Re: [HACKERS] todo: Hash index creation

2007-07-07 Thread Kenneth Marshall
On Thu, Jul 05, 2007 at 12:26:45PM +0100, Heikki Linnakangas wrote:
> Kenneth Marshall wrote:
> >I definitely agree with Tom's assessment. If we cannot need to make the
> >hash index as performant as it is in theory, none of the other refinements
> >are worth it. You would need to use BTree if you were concerned about
> >speed. (and who isn't)
> 
> I just got an idea.
> 
> Hash indexes would take much less space, and be more efficient to 
> search, if we only stored the hash of the key in the index. Such index 
> tuples would be fixed size, so we could get rid of the overhead of the 
> length-field in IndexTuple, as well as the line pointers.
> 
> Of course, the key value would need to be rechecked after fetching the 
> heap tuple, but that shouldn't be a problem assuming there's few collisions.
> 
> Another idea: when searching, we scan the whole bucket page looking for 
> matching tuples. If we stored the tuples ordered by hash value within 
> page, we could do a binary search instead.
> 
> These changes might give hash indexam the edge over b-tree it needs.
> 
> -- 
>   Heikki Linnakangas
>   EnterpriseDB   http://www.enterprisedb.com
> 
I was thinking about your idea on my commute yesterday and the new
HOT functionality. The first step would be as you suggested, store
only the hash value and the heap bucket page in the index. The check
for collisions within a hash bucket is essentially the same thing
that we do when searching for the heap tuple visible for a specific
transaction. This would mean, that with a HOT type process, the index
would not need to be updated when a non-indexed field is changed. We
treat them as another tuple in the HOT chain.

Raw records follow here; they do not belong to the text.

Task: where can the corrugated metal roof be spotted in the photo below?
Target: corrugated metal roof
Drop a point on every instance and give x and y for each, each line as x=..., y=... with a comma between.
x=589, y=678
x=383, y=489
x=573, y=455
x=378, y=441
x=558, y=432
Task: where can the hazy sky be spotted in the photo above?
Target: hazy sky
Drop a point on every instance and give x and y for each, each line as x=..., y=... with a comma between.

This would make typical lookups require 2 disk reads per item, the
first to get the heap location and the second to get the heap page
itself. The next step would be to have the hash function generate
the heap location directly instead of a disk read, then retrieving
an item would be one read. This would also provide for a simple
clustering based on the hash index. I am certain that there are
holes in this ideal, but it would be a logical next step.

Regards,
Ken

---(end of broadcast)---
TIP 6: explain analyze is your friend


Re: [HACKERS] todo: Hash index creation

2007-07-05 Thread Heikki Linnakangas

Kenneth Marshall wrote:

I definitely agree with Tom's assessment. If we cannot need to make the
hash index as performant as it is in theory, none of the other refinements
are worth it. You would need to use BTree if you were concerned about
speed. (and who isn't)


I just got an idea.

Hash indexes would take much less space, and be more efficient to 
search, if we only stored the hash of the key in the index. Such index 
tuples would be fixed size, so we could get rid of the overhead of the 
length-field in IndexTuple, as well as the line pointers.


Of course, the key value would need to be rechecked after fetching the 
heap tuple, but that shouldn't be a problem assuming there's few collisions.


Another idea: when searching, we scan the whole bucket page looking for 
matching tuples. If we stored the tuples ordered by hash value within 
page, we could do a binary search instead.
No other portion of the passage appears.